I am unable to work out the upper bound time needed for this algorithm. I understand that the worst case scenario will be when the target sum is unachievably large.

My calculations yield something like:

For i=0, no. of binary searches is lg(n-2) + lg(n-3) + ... +lg(1)

For i=1, lg(n-3) + lg(n-4) + ... + lg(1)

...

...

...

For i=n-3, lg(1)

So totally, lg((n-2)!) + lg((n-3)!) + ... + lg(1!) = lg(1^n*2^(n-1)3^(n-2)...*(n-1)^2*n^1)

But how to deduce the O(n) bound from this expression?

Answer 1

In addition to James' good answer I would like to point out that this can actually go upto O (n^3) in the worst case because you are running 3 nested for loops. Consider the case

{1, 1, 1, 1, 1, 1, 1, 1, 1, 1, 1, 1, 1, 1, 1, 1, 1}

and the demanded sum is 3.

Answer 2

1. For your analysis, note that log(1) + log(2) + ... + log(k) = Theta(k log(k)). Indeed, the upper half of this sum is log(k/2) + log(k/2+1) + ... + log(k), so it is at least log(k/2)*k/2, which is asymptotically the same as log(k)*k already. Similarly, we can conclude that

log(n-1) + log(n-2) + log(n-3) + ... + log(1) +  // Theta((n-1) log(n-1))
           log(n-2) + log(n-3) + ... + log(1) +  // Theta((n-2) log(n-2))
                      log(n-3) + ... + log(1) +  // Theta((n-3) log(n-3))
                                 ... +
                                       log(1) = Theta(n^2 log(n))

Indeed, if we consider the logarithms which are at least log(n/2), it's the half-triangle (thus ~1/2) of the upper left quadrant (thus ~n^2/4) of the above sum, so there are Theta(n^2/8) such terms.

2. As noted by satvik in another answer, your output loop can take up to Theta(n^3) steps when the number of outputs itself is Theta(n^3), which is when they are all equal.
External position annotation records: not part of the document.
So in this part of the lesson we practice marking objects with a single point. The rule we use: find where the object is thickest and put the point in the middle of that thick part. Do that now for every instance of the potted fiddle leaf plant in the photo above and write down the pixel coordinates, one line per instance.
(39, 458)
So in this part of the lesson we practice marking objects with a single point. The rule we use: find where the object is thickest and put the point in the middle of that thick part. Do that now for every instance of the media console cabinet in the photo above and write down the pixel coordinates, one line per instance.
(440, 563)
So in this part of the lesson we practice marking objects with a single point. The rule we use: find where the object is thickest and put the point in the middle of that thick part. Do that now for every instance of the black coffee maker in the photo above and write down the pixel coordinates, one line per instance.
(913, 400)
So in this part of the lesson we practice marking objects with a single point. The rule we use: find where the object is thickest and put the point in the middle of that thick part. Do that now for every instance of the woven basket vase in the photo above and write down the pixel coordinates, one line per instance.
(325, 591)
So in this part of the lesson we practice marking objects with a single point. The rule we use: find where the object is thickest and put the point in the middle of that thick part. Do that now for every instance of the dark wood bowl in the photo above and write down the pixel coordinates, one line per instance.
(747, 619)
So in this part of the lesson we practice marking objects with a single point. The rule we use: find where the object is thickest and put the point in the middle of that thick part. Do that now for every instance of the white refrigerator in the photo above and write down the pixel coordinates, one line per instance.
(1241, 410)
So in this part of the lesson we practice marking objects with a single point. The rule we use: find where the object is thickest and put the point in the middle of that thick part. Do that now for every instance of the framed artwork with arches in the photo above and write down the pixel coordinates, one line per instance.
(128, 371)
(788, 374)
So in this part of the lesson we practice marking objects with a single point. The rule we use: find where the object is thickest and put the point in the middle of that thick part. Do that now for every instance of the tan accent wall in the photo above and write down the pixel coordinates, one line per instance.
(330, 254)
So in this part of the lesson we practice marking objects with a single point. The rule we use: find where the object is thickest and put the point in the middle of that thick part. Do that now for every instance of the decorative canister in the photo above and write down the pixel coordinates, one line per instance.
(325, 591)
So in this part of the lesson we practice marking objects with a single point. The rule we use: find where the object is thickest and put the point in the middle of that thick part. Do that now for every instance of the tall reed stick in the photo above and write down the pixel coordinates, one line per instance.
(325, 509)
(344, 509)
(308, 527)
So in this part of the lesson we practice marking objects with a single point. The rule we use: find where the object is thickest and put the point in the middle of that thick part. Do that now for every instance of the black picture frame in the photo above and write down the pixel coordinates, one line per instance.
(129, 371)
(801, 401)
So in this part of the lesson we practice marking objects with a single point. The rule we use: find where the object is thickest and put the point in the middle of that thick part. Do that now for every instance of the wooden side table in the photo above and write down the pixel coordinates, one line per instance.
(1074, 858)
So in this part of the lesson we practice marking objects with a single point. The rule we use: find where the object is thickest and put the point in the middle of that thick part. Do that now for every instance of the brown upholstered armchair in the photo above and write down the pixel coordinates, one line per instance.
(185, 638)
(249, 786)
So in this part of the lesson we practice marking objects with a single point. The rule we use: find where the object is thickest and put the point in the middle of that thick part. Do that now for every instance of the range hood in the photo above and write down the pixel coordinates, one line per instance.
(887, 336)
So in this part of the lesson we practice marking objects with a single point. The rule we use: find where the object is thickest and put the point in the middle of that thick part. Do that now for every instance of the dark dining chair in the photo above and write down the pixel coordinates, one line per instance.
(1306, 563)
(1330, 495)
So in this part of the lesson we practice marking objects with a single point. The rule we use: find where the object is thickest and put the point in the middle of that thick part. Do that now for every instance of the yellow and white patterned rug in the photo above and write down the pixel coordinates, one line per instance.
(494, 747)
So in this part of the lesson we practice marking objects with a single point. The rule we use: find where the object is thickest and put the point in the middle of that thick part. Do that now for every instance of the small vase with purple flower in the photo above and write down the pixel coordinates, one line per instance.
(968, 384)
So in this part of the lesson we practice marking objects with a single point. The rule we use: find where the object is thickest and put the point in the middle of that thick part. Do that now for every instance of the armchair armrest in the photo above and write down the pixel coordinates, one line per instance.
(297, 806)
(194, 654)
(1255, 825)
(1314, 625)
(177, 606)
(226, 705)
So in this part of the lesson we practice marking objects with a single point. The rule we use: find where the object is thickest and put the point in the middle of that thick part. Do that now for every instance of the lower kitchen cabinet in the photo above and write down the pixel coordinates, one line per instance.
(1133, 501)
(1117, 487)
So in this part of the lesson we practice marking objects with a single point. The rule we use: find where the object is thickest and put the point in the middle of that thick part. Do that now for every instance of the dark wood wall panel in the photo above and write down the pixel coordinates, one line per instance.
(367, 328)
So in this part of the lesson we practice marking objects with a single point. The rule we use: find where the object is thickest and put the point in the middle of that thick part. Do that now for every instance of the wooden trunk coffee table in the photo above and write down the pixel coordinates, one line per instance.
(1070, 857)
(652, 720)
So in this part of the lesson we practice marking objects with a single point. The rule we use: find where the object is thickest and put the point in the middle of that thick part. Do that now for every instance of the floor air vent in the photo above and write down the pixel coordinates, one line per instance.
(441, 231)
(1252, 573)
3. There are O(n^2) solutions to the 3-sum problem, which are therefore asymptotically faster than this one.

Answer 3

When computing complexity, I'll start by referring to the Big-O Cheat sheet. I use this sheet to classify smaller sections of the code to get their runtime performance.

E.g. if I had a simple loop it would be O(n). BinSearch (according to the cheat sheet) is O(log(n)), etc..

Next, I use the Properties of Big-O notation to composite the smaller pieces together.

So for instance if I had two loops independent of each other it would be O(n) + O(n) or O(2n) => O(n). If one of my loops were inside the other, I would multiply them. So g( f(x) ) turns into O(n^2).

Now, I know you're saying: "hey, wait, I'm changing the upper and lower bounds of the inner loop" but I don't think that really matters...here's a university level example.

So my back-of-the-napkin calculation of your runtime is O(n^2) * O(Log(n)) or O(n^2 Log(n)).

But this need not be the case. I could've done something horribly wrong. So my next step would be to start graphing the runtimes of your worst possible case. Set sum to the impossibly large value and generate larger and larger arrays. You can avoid integer overflow by using lots and lots of repeated smaller numbers.

Also, compare it to the Quadratic 3Sum Solution. That's a known O(n^2) solution. Be sure to compare worst cases, or at least the same array on both. Do both timed tests at the same time so you can start getting a feel for which is faster while you are empirically testing the runtime.

Release builds, optimized for speed.